In this section we introduce a short-step version of Algorithms 1 and 2. This corresponds to use a more conservative update \(\mu _{k+1} = \sigma \mu _k\) with \(\sigma = (1-\theta )\) for some small \(\theta \), to perform only two Inexact Newton iterations for each \(\mu \)-value and to consider an initial pair (yS) sufficiently well centered with respect to the initial \(\mu \). In particular, a sequence is generated such that if the initial S is sufficiently close to the central path, i.e. such that \(\delta (S,\mu )\le 1/2\), then after two inexact Newton steps the new approximation serves as well-centered starting iterate for the sub-sequent outer iteration. In this section we will use two indices to specify the outer kth iteration and the three inner iterations \(\ell = 0,1,2\).

In order to establish such convergence properties we need to modify the accuracy requirement in the solution of the linear systems. Indeed, the norm of the residual is controlled by the value of the centrality measure \(\delta (S_{k,\ell }, \mu _k)\) instead of \(\Vert b - \mu _k {{\mathcal {A}}}( S_{k,\ell }^{-1})\Vert \) as in the long-step version. We state the short-step version of the inexact dual-logarithmic barrier method in Algorithm 4.

figure d

Note that since \(r_{0,0}=0\), then \(X_{0,1}\) is primal feasible. Moreover, Lemmas 35 hold also for the short-step version and for its “exact” counterpart, as the accuracy requirement in the solution of linear systems is never involved in their proofs. The following observations about the exact counterpart of our short-step algorithm are in order. First, the following result on the decrease of centrality measure holds.

Lemma 6

[8, Lemma 5.5] Fixed \(k\ge 0\), if \(S_{k,\ell }\succ 0\) is dual feasible and \(\delta _{ex}(S_{k, \ell },\mu _k) < 1\), then

$$\begin{aligned} \delta _{ex}(S_{k, \ell +1},\mu _k) \le \delta ^2_{ex}(S_{k, \ell },\mu _k), \end{aligned}$$

with \(\ell = 0,1\).

Second, it is shown in [8] that starting from \(S_{k,0}\) such that \( \delta _{ex}(S_{k, 0},\mu _k) < \frac{1}{2}\), after one Newton step the obtained approximation \(S_{k, 1}\) can be used as the subsequent well-centered starting point \(S_{k+1,0}\), i.e. such that \(\delta _{ex}(S_{k+1,0},\mu _{k+1}) \le \frac{1}{2}\) and the process is quadratically convergent.

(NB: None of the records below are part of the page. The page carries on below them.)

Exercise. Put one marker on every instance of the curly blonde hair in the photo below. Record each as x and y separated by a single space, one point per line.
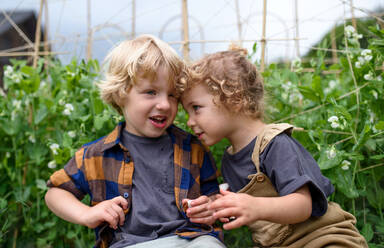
139 58
233 79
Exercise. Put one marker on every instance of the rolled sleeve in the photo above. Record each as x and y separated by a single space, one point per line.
208 175
71 178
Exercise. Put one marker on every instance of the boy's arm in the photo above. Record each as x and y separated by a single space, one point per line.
198 211
289 209
65 205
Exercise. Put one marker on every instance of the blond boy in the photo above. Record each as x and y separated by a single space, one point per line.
138 175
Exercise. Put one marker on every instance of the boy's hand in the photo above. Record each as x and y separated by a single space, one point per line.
229 205
110 211
198 211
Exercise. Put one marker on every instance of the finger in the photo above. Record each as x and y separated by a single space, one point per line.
223 202
224 220
207 220
197 210
120 213
119 200
234 224
201 214
112 217
225 192
226 213
199 201
218 196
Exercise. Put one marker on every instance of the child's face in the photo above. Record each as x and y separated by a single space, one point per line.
208 121
150 107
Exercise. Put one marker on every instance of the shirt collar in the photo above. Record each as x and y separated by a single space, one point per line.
114 137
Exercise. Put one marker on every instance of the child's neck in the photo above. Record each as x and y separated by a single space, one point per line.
247 130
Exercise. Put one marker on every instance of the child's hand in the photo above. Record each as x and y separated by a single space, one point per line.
110 211
239 206
198 211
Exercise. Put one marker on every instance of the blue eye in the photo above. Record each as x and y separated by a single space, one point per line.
196 107
151 92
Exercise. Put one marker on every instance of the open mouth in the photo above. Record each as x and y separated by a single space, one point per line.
158 121
199 135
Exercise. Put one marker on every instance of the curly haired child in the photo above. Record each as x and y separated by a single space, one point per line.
276 187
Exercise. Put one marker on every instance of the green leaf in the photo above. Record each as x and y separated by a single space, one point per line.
367 232
380 156
41 184
309 93
380 125
41 113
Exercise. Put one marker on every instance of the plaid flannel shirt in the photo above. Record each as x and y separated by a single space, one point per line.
104 169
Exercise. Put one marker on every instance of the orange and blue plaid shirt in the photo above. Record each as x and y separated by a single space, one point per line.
103 169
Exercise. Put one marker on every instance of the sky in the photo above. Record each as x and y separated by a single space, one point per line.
212 20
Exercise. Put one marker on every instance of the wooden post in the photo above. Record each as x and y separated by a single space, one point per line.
37 35
133 19
185 30
353 15
89 30
46 26
334 45
239 27
263 40
297 45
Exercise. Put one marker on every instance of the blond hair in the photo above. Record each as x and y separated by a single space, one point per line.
232 79
138 58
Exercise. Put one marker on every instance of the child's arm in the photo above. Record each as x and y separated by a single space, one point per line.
65 205
198 212
289 209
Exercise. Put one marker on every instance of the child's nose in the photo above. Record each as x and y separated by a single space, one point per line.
190 122
163 103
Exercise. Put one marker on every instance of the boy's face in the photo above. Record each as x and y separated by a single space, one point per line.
208 121
150 107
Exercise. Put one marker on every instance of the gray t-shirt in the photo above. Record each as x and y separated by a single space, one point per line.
153 212
287 164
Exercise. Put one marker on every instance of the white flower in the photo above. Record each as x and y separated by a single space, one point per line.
68 109
374 94
345 164
54 147
331 153
349 30
333 118
361 60
335 124
368 76
69 106
66 112
15 78
32 139
8 71
2 93
52 164
16 104
72 134
366 52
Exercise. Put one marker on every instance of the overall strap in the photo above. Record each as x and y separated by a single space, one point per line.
267 134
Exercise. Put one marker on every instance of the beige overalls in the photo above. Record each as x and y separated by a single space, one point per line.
335 229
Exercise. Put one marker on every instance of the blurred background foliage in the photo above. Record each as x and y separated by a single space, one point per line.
48 112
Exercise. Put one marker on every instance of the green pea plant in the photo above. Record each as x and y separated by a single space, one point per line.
338 110
48 112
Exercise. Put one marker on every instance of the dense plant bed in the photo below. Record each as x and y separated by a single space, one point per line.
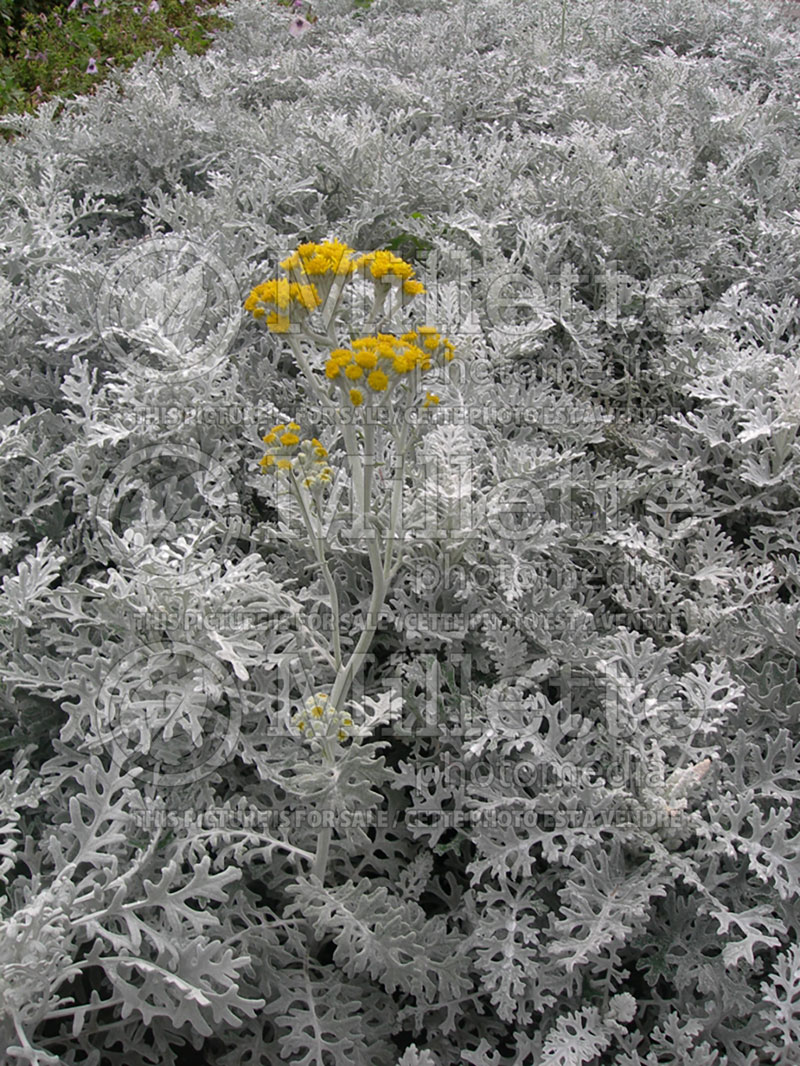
399 539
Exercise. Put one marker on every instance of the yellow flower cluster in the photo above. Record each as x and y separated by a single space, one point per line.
320 720
384 264
283 303
318 260
287 452
377 364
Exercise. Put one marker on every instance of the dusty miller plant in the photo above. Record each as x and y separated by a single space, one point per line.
563 825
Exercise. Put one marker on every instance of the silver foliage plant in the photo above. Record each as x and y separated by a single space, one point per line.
563 825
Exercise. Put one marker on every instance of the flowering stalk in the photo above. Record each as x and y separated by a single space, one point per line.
378 372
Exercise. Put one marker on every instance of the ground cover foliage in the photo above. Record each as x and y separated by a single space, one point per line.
568 829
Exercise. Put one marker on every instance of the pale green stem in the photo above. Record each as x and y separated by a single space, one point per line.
397 497
303 364
318 542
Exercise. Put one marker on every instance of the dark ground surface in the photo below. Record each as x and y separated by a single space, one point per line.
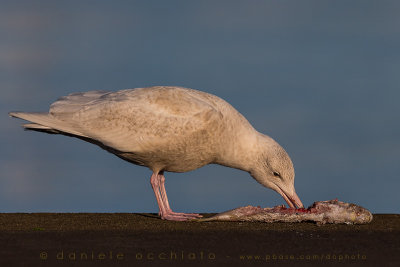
125 239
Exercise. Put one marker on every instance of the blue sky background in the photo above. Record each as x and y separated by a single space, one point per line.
320 77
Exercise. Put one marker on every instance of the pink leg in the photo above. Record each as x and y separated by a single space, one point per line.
158 184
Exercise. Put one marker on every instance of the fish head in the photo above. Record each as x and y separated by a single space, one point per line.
341 212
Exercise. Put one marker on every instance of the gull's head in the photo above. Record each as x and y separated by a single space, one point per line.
274 169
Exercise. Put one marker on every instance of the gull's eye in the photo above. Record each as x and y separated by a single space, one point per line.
277 174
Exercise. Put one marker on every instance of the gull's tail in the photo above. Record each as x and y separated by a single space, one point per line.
45 122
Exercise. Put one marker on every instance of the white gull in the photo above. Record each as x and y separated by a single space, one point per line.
171 129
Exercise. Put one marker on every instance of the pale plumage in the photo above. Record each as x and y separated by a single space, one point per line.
169 129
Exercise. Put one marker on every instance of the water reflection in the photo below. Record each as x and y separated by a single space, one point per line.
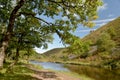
95 73
92 72
52 66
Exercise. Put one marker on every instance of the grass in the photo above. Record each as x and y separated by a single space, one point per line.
18 72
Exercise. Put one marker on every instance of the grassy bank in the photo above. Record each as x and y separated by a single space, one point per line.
18 72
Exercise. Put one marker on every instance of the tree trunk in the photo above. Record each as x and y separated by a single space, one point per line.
6 38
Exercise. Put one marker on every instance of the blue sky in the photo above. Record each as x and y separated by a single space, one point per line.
108 12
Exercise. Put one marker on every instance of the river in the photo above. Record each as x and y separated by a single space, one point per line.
92 72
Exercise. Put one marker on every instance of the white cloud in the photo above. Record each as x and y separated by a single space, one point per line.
103 7
100 24
87 30
110 15
104 20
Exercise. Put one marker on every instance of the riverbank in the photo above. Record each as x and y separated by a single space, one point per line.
31 72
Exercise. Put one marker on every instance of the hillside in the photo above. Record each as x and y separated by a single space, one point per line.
54 51
93 36
114 25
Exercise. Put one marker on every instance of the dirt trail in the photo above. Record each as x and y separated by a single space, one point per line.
49 75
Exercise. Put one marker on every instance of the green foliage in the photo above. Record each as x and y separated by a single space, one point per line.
28 28
105 43
78 47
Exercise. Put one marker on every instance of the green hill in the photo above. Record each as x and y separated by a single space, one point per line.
112 25
54 51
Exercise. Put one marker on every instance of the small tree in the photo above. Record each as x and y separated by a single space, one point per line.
105 43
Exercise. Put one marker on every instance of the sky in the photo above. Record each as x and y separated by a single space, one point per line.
108 12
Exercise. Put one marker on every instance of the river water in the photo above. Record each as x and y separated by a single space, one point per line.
92 72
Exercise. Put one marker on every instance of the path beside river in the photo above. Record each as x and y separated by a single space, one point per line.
50 75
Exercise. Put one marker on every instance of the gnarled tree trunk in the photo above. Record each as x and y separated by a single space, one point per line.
6 38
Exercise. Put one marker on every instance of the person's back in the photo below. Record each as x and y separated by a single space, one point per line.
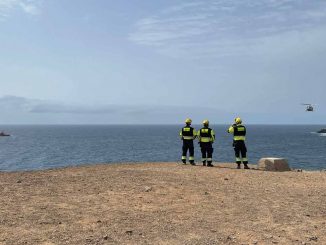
206 137
187 135
239 136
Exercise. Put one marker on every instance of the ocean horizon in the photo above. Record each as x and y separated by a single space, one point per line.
35 147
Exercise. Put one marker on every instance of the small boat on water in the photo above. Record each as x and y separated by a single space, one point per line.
3 134
322 131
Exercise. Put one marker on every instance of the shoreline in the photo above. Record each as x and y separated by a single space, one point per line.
162 203
229 165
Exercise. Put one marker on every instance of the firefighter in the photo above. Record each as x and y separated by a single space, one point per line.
206 137
187 135
239 137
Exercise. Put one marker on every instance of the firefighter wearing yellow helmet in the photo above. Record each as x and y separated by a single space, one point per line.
187 135
206 137
239 137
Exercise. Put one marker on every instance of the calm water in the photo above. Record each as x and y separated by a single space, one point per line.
41 147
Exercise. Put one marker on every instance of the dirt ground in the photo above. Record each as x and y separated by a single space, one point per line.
162 203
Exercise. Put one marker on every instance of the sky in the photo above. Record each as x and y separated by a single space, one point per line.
144 61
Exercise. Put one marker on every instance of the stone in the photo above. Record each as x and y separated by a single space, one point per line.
147 188
273 164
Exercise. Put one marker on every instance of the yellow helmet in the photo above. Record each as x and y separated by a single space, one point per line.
238 120
205 122
188 120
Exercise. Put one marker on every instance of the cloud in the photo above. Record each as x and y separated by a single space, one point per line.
28 108
30 7
225 27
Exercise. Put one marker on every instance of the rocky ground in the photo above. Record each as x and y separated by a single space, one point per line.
162 203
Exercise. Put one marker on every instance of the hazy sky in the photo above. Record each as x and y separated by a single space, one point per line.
145 61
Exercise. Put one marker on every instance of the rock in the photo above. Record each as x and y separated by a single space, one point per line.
313 238
129 232
273 164
147 188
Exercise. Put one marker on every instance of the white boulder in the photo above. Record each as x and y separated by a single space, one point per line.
273 164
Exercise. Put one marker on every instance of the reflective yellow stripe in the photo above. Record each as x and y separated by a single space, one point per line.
205 139
239 137
188 137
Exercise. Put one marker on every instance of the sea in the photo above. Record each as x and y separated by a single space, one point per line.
52 146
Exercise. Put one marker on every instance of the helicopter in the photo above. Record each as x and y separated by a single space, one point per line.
309 107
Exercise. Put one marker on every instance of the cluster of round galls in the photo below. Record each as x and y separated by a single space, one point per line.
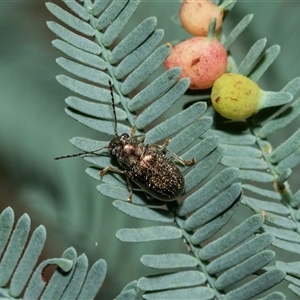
203 60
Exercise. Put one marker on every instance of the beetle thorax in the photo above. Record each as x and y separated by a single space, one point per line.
127 151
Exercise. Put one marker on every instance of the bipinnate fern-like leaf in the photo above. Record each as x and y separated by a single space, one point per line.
97 54
19 274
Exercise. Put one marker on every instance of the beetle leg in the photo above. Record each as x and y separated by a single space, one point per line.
116 170
130 189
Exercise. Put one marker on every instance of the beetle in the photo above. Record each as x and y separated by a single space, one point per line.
146 165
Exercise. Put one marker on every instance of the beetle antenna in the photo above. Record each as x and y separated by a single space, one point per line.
79 154
113 105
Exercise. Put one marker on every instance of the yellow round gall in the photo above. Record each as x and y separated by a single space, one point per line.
235 96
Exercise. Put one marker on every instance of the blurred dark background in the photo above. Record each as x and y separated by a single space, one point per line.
34 129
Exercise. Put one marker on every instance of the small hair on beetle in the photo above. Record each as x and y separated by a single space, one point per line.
115 129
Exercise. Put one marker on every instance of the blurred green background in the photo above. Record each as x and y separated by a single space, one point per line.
34 128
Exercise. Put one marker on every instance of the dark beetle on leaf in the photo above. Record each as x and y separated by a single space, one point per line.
145 165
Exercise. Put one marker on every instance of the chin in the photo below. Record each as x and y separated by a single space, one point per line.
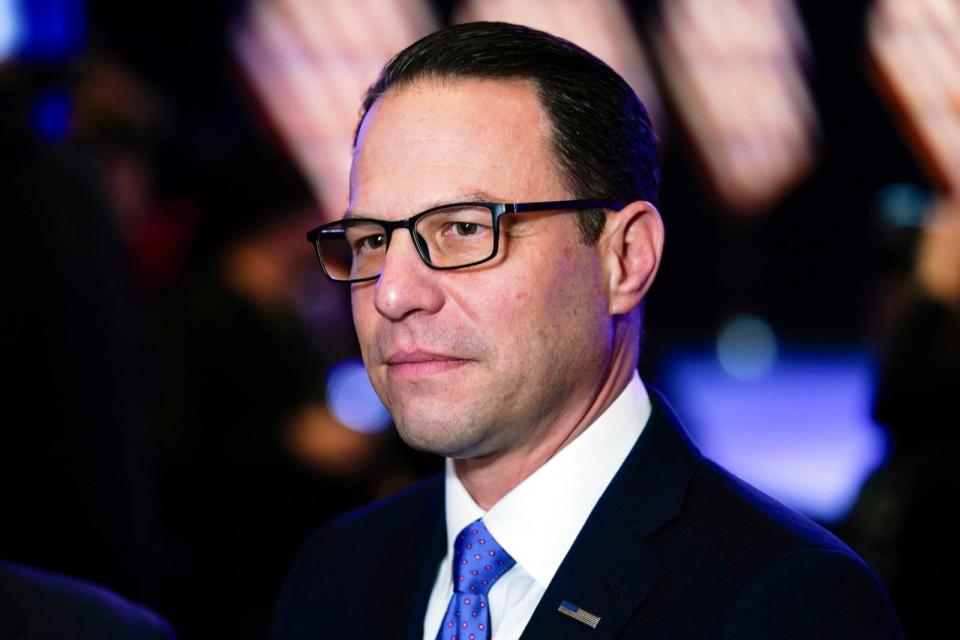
443 434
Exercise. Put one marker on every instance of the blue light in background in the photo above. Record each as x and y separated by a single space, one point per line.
10 27
747 347
352 400
44 30
802 432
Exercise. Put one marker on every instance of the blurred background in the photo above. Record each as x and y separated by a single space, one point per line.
183 399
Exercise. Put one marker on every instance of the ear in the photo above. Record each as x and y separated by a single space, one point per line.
631 247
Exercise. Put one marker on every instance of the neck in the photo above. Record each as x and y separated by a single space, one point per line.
488 478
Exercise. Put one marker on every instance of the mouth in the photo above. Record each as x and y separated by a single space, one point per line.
414 365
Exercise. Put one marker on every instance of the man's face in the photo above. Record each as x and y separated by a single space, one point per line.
477 361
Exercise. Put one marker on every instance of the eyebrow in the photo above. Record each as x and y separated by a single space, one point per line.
465 196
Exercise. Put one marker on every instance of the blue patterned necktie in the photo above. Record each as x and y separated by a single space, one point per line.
478 562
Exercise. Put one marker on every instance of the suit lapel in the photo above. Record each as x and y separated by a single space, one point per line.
610 569
431 547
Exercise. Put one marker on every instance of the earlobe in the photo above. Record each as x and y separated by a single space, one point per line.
632 247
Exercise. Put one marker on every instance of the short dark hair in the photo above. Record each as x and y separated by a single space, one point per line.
602 137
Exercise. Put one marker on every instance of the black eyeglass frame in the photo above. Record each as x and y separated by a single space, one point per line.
334 230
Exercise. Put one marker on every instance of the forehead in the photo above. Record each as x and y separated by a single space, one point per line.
436 141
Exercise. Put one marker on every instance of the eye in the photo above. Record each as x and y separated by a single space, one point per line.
465 228
371 242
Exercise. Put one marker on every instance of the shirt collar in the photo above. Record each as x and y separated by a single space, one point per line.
538 521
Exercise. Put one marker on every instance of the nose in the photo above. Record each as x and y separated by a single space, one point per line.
406 285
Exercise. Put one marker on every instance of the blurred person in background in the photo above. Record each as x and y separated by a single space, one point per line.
74 453
251 455
898 521
38 605
74 447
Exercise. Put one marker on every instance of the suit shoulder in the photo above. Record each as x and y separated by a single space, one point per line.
744 515
744 565
809 593
392 513
54 606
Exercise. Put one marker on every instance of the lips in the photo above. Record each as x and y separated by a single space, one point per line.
412 365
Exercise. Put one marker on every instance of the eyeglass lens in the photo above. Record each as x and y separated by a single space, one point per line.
447 238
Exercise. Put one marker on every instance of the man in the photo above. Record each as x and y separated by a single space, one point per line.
500 239
36 605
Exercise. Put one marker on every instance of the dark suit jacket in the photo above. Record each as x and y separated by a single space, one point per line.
36 605
676 547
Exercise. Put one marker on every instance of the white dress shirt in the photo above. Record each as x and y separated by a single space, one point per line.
538 521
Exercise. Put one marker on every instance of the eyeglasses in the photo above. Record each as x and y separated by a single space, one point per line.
451 236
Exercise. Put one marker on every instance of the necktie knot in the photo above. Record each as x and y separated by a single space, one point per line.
478 560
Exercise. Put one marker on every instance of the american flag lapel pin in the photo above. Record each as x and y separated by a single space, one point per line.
579 614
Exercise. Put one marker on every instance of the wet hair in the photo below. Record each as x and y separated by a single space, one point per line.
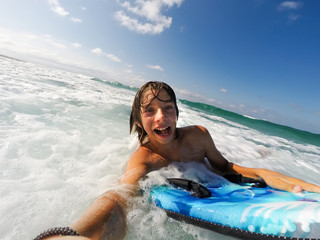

In the inexact case, we are going to prove that we need two inexact Newton iterations to get an analogous result. In other words we are going to show that the Inexact Newton process is two-step quadratically convergent in terms of the centrality measure. Obviously, as in the long step case, in the last outer iteration, we need to iterate the Inexact Newton method till convergence in order to recover primal feasibility. Therefore after termination of Algorithm 4, an extra outer iteration is performed: several steps of Inexact Newton method are made until the nonlinear residual is small.

Remark 1

In the following proofs we will make use of the centrality measure evaluated at \(S_{k,2}\), i.e.

$$\begin{aligned} \delta (S_{k,2},\mu _k) = \left\| S_{k,2}^{-1/2}\, \varDelta \, S S_{k,2}^{-1/2}\right\| _F, \end{aligned}$$
(35)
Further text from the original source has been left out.